Cairo: Egyptian postal authorities have halted the official launch of stamps commemorating a new waterway after they were found to have mistakenly featured an image resembling the Panama Canal.
The state-run Egypt Post drew online rebuke and sarcasm after the stamps were leaked. The controversial stamps show a map of the Suez Canal and its building along with an image of a green area in which a two-lane waterway is seen looking like the Panama Canal that links the Atlantic and Pacific oceans.
The mix-up has in the past few days been the butt of sharp criticism on local TV stations and from artists.
“This is an extraordinary scandal!” said celebrated TV host Amr Adeeb on his popular show Cairo Today. “The head of the postal authority must be sacked or step down to show regret over this disgrace. The man didn’t notice that the stamps show greenery on both sides of the canal while the Suez Canal runs in the middle of the desert!”
To Mohammad Abla, a prominent artist, the blunder is “an artistic, ethical and legal crime”.
“Stamps are very important because they publicise the country that issues them.
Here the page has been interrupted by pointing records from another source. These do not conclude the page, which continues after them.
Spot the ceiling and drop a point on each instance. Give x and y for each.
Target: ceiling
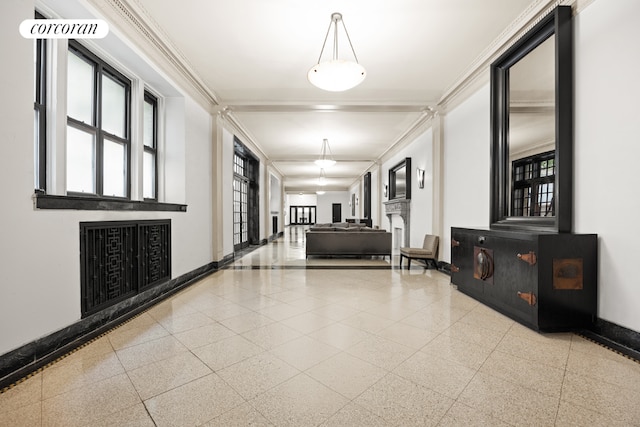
(253, 57)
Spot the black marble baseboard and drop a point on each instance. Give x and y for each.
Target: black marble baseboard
(27, 359)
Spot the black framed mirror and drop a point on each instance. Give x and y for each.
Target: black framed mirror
(532, 129)
(400, 180)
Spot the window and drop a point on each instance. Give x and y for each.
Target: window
(98, 126)
(533, 185)
(240, 202)
(150, 155)
(40, 110)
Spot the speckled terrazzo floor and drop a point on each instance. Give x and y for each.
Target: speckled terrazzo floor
(276, 339)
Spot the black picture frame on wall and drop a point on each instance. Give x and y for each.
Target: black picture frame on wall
(400, 180)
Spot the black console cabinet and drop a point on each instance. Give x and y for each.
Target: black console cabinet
(546, 281)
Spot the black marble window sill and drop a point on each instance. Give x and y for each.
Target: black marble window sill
(47, 201)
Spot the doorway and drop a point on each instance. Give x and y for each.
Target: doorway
(336, 212)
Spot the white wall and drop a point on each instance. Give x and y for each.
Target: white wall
(39, 249)
(607, 89)
(607, 149)
(325, 203)
(421, 152)
(466, 167)
(376, 195)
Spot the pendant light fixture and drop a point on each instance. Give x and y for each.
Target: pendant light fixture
(336, 75)
(325, 161)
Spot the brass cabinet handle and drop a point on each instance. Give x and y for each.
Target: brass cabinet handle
(529, 258)
(529, 297)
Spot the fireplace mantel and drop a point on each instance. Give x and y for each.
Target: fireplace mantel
(401, 207)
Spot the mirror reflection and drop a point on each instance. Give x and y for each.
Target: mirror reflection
(532, 133)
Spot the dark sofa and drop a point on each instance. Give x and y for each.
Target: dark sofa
(344, 239)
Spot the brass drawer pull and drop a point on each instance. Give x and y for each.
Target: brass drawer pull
(529, 258)
(529, 297)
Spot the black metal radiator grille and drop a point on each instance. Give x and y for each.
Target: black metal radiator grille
(119, 259)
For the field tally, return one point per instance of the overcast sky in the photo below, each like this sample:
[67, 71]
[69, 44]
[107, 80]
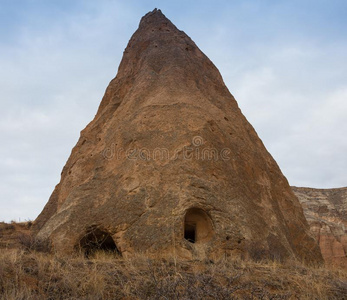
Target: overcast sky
[285, 62]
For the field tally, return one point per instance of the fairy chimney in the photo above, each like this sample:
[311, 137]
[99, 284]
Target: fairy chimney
[170, 166]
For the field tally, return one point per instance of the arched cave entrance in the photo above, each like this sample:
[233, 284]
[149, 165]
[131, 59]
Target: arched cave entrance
[98, 240]
[197, 226]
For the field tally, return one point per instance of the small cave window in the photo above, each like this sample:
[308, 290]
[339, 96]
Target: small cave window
[197, 226]
[98, 240]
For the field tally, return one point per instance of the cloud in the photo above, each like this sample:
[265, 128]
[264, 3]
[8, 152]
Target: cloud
[283, 62]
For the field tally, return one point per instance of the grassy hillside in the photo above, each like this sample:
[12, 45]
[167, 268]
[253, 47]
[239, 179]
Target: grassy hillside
[28, 273]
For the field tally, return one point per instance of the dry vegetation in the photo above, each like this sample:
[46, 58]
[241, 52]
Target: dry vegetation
[27, 271]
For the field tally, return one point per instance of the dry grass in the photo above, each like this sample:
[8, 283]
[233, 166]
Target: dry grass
[35, 275]
[29, 271]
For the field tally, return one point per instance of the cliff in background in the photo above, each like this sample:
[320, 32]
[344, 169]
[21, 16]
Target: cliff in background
[326, 213]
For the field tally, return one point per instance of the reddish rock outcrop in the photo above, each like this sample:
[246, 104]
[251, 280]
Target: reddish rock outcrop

This crime shows that those carrying out such designs at the postal authority are bureaucrats.”
Urgent investigation
He added it showed their “cronies lacked professionalism.”
The Ministry of Telecommunications, of which Egypt Post is an affiliate, said it would open an urgent investigation into the incident.
Meanwhile, Egypt Post admitted the mix-up in what it called an “initial design”. “The initial design of the stamps will be revised and modified so that the new stamps will be officially launched in the next few days,” the agency said in a statement.
The stamps are aimed to celebrate a 72-kilometre-long waterway, which Egypt is building parallel to the existing Suez Canal.
The route, launched by President Abdul Fattah Al Sissi, is part of a multi-billion-dollar project to develop the Suez Canal zone and establish Egypt as a major global trade and industrial hub. It features the establishment of facilities for refuelling and repairing ships, a high-technology hub, and plants for chemicals, lumber, textiles and car assemblage, resorts and vast expansion of land reclamation in the area.